Bir yerde okumuştum Her kezin bir hobisi olmalıymış .Sizinde Bir hobiniz var mı?

Askerlikten döndükten sonra dereceye girdiğim için polis akademisi sınavına girdim ve kazandım. Ama o dönemde bazı görüşte olanlar, maalesef alınmadı. Çeşitli bahaneler uyduruldu. Bende hayatın mücadelelerle dolu olduğunu anladım. İç işleri bakanlığı, emniyet genel müdürlüğü eğitim daire başkanlığını mahkemeye verdim. Daha sonra baktım ki mahkemede en ufak bir ilerleme olmuyor, o kızgınlıkla ticarete başladım. Şu anda Rodi Mağazasını işletiyorum. 25 senelik bir ticari hayatım var. Köroğlu Gazeteciler Cemiyeti başkan vekiliyim. Konyalılar platformu danışma kurulu üyesiyim.  Türk Ocakları başkan yardımcısıyım. Bunların dışında çok zamanım kalmıyor. Günlük köşe yazmak gerçekten zor, en yoğun günlerimde bile, bir okuyucunun beklediğini düşünerek hiç atlamadan yazarım.

Bunun dışında hafta sonları eşim ve kızımla beraber dağ yürüyüşlerine çıkarız. Bisiklete bineriz, uçurtma uçururuz.

Bir de iş yerimin önünde bir bank var. Hatta onun adı İmdat’ın bankı olarak kaldı. Köşe yazıları falan yazıldı bununla ilgili. Yaz sezonu olduğunda arkadaşlar gelir orada sohbet ederiz. Kültürel anlamda da, kentleşmenin bizden aldıklarını bu şekilde korumaya, yaşatmaya çalışıyoruz. 

İmdat bey yemekle aranız nasıldır ? mesela  evde eşinize yemek konusunda yardımcı olur musunuz?

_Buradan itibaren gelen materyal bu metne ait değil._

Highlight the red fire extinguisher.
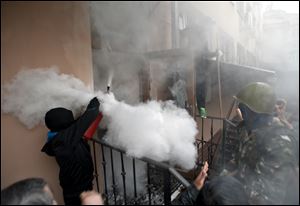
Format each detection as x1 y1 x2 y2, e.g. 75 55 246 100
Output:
83 112 103 140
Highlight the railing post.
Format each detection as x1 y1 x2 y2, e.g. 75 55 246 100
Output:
209 119 214 165
163 169 171 205
222 119 227 170
147 163 151 205
93 142 99 192
110 148 117 204
201 117 204 164
101 144 109 205
132 158 137 205
120 152 127 205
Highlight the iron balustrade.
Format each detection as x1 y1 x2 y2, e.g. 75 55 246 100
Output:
92 116 236 205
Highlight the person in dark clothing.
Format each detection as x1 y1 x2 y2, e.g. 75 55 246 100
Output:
173 163 249 205
42 97 100 205
1 178 57 205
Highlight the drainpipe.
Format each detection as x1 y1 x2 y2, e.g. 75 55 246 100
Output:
171 1 179 49
216 49 223 118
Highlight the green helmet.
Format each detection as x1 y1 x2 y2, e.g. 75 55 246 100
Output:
234 82 276 114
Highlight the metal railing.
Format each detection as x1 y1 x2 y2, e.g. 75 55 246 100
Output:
92 116 236 205
92 134 190 205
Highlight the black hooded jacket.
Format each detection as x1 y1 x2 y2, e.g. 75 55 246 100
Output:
42 97 100 194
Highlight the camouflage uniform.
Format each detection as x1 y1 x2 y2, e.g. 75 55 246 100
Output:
236 120 299 204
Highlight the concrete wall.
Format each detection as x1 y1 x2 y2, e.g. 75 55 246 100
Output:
1 2 93 204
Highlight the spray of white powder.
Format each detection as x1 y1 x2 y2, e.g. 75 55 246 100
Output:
1 68 197 169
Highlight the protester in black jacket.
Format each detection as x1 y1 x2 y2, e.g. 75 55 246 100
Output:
173 162 249 205
42 97 100 205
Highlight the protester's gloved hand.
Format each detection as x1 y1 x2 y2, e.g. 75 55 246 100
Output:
88 97 100 108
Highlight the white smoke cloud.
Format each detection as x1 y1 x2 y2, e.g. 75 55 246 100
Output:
1 68 197 169
99 94 197 169
1 67 93 129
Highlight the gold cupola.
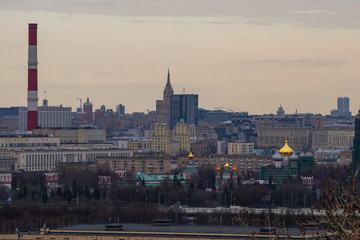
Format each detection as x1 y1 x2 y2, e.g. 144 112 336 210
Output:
279 140 294 157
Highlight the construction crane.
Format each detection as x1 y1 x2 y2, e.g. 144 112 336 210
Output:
76 97 82 111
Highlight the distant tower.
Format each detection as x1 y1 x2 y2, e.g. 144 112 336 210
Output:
351 110 360 175
83 97 93 124
163 69 174 104
155 69 174 129
27 23 38 131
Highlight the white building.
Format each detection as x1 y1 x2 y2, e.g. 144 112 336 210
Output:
15 149 133 171
18 99 72 133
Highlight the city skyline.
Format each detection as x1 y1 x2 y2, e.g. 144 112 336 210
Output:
0 0 360 114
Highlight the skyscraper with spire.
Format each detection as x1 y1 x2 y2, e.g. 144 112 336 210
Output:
351 110 360 175
155 69 174 129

Ben aslında çok güzel yemek yaparım. Eşimde çok güzel yemek yapar. Genelde yemekleri eşim yaptığında bende salatayı yaparım. Hayatın müşterek olduğunu düşünürüm. Eğer evin kadını yemek yapıyorsa, erkeğin de onun yanına bir çiçek misali rengarenk bir salata yapmasının, mutluluğa bir tutam renk katacağını düşünüyorum. Yemek seçmem. Soğan ekmek de olsa yerim. Çok yemek aşığı bir insan değilim. Günde üç öğün yemek yediğim çok nadirdir. Genelde atlarım öğünleri. Dışarıda yemek yemeyi çok sevmem. Çünkü eşim çok güzel yemek yapar. Muğlalı olduğu için, kendilerine özgü bir ege mutfağı var.

Oldukca yoğun bir temponuz var . Bu tempo içerisinde Sinemaya vakit ayırabiliyor musunuz ?

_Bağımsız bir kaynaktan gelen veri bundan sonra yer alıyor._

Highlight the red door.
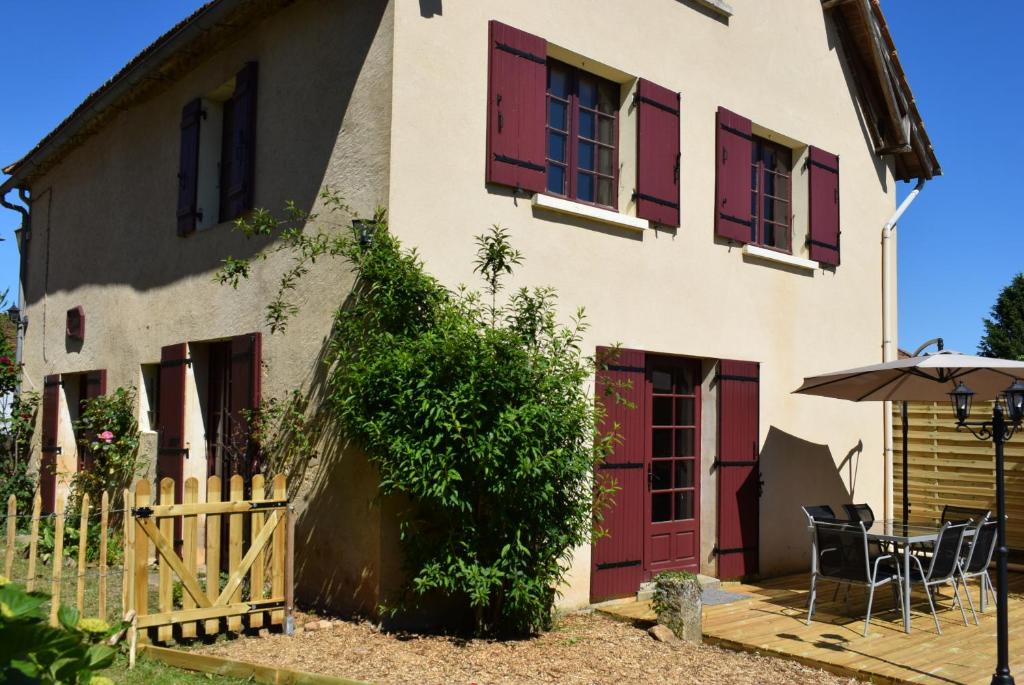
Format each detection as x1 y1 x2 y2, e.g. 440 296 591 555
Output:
644 355 700 580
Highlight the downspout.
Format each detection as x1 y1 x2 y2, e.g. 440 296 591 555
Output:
882 178 927 519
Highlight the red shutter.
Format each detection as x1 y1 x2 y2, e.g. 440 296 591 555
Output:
808 146 839 266
178 97 203 236
486 19 548 192
637 79 679 226
716 359 761 579
228 333 262 477
715 108 754 243
220 61 258 221
78 369 106 471
39 374 60 514
590 347 647 602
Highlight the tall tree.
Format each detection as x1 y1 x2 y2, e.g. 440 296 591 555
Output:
978 273 1024 361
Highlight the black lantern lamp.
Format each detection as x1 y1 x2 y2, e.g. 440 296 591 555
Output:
949 379 1024 685
949 383 974 424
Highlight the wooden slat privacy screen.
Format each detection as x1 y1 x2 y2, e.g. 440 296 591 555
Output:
893 402 1024 551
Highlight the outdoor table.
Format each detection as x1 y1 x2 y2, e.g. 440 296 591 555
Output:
864 519 974 634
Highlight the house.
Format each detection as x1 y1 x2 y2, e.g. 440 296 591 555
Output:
0 0 940 610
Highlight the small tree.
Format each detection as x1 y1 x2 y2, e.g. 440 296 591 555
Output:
978 273 1024 361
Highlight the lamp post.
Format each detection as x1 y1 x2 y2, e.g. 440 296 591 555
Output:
949 380 1024 685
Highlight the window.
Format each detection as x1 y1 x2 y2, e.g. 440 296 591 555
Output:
751 136 793 253
546 59 618 209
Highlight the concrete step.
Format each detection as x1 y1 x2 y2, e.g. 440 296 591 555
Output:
637 573 722 602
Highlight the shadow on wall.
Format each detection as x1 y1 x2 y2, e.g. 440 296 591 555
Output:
26 2 391 304
760 426 863 575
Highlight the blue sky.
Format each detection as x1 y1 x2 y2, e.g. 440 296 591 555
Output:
0 0 1024 351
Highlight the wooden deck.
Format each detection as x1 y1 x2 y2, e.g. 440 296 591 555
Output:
703 573 1024 685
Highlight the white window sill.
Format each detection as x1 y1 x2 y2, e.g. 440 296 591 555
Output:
532 192 650 230
743 245 821 273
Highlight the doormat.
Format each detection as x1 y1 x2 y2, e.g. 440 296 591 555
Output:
700 588 753 606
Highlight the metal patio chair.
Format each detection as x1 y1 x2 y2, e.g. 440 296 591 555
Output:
957 518 998 626
910 522 969 635
807 521 900 637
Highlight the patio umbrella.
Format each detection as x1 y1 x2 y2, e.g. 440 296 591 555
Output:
795 350 1024 683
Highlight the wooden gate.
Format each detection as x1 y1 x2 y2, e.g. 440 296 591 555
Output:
125 475 294 648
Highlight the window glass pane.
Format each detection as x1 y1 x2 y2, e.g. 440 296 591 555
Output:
577 173 594 202
580 77 597 110
650 459 672 490
548 132 565 162
650 493 672 523
548 65 569 97
676 428 693 457
650 428 672 459
676 397 693 426
548 164 565 195
675 490 693 521
597 178 614 207
674 459 693 487
577 140 594 171
548 99 567 131
580 112 596 139
597 81 618 114
651 397 673 426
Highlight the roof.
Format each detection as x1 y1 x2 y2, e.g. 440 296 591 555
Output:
0 0 941 192
821 0 942 181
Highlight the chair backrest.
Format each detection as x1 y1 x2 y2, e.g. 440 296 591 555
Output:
927 522 968 581
942 504 991 523
964 519 999 573
814 520 871 582
801 504 836 525
843 504 874 526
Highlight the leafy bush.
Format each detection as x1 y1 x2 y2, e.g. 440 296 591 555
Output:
71 388 141 510
219 191 614 634
0 579 117 685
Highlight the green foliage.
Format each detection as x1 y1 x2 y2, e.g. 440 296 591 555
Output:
978 273 1024 361
71 388 142 509
0 583 123 684
218 191 615 634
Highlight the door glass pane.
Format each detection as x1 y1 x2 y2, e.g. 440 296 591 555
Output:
652 397 673 426
651 428 672 459
671 490 693 521
676 428 693 457
675 459 693 487
650 460 672 490
676 397 694 426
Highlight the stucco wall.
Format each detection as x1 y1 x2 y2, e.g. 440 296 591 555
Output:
25 0 392 608
388 0 895 606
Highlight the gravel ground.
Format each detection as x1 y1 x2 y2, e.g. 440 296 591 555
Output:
197 613 857 685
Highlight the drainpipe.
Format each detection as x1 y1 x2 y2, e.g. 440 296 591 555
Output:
882 178 926 519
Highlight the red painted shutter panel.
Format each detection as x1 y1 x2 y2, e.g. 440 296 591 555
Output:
808 146 840 266
78 369 106 471
590 347 647 602
39 374 60 514
178 97 203 236
220 61 259 221
715 108 754 243
637 79 679 226
717 359 761 577
228 333 262 477
486 19 548 192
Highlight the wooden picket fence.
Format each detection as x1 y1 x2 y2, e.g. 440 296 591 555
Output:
3 475 295 663
893 402 1024 551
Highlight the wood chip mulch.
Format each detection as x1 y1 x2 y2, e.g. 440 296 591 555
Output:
197 613 857 685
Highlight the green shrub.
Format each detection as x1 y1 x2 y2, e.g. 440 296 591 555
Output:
0 579 123 684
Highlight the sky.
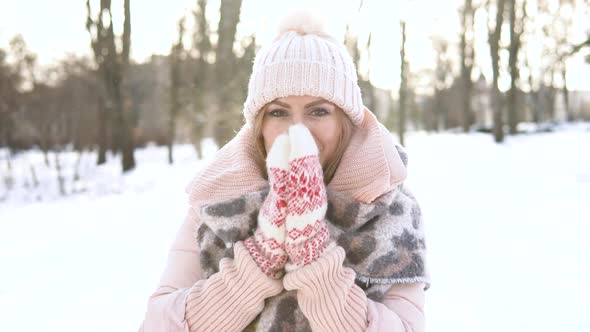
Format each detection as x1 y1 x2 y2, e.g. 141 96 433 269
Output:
0 0 590 90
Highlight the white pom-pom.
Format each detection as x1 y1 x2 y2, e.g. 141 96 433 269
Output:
279 9 329 37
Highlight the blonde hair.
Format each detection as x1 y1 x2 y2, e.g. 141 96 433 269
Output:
254 105 354 184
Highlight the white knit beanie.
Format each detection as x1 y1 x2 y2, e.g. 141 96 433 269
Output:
244 11 364 125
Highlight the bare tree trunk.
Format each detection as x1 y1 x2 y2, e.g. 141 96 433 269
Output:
213 0 242 147
488 0 505 143
508 0 526 135
561 63 574 122
53 149 66 196
86 0 135 171
119 0 135 172
96 96 108 165
3 146 14 191
461 0 474 132
398 20 407 145
168 19 184 164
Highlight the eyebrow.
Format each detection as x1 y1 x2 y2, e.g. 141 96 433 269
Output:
270 99 327 109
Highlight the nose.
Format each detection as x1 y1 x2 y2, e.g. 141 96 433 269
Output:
291 114 304 125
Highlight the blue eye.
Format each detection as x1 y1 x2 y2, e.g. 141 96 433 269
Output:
310 108 330 117
268 109 289 118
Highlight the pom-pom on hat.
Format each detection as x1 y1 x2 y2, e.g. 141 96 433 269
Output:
244 11 364 126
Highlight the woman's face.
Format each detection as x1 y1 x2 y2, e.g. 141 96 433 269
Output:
262 96 346 167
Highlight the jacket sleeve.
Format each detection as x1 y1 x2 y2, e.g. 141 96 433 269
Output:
283 246 424 332
140 209 283 332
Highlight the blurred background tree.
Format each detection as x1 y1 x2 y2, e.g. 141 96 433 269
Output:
0 0 590 185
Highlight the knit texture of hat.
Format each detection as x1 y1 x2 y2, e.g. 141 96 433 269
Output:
244 11 364 125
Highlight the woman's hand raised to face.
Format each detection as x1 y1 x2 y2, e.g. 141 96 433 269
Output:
285 124 329 270
244 134 290 278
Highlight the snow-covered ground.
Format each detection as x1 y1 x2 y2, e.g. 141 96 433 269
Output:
0 124 590 332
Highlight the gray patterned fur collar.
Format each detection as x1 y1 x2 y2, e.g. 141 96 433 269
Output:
196 185 430 332
197 185 429 287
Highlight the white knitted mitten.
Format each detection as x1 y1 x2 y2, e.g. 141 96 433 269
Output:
244 134 289 279
285 124 329 271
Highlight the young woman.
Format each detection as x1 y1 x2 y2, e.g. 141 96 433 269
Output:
142 13 429 332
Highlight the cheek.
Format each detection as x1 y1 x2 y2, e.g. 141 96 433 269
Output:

 Genelde yazarlar filmlerle falan çok haşır neşirdir gibi görünür ama ben 6 aydır sinemaya gitmiyorum. Gençliğimden bu yana çok takıntılı bir insan değilim. Ne çok beğendiğim bir sinema sanatçısı, ne de müzisyen olmuştur. Ben filmin, müziğin evrensel olduğunu düşünüyorum. İnsanların tek bir filmle ya da müzikle sınırlandırılmasını doğru bulmuyorum. Onun için çok kafamda yer eden bir kitap ya da film ismi yok. Hayattan o kadar çok etkilenmiyorum. Çünkü hayatın başlı başına bir canlı yayın olduğunu düşünüyorum. Bu yayın akışında duraksamanın kayıp zaman olduğunu düşünürüm. Çok sevdiğim sanatçı biraz bekleyeyim, çok sevdiğim bir film biraz bekleyeyim dersek hayatın daha sonra ki zamanlarını değerlendiremeyeceğiz diye bakıyorum.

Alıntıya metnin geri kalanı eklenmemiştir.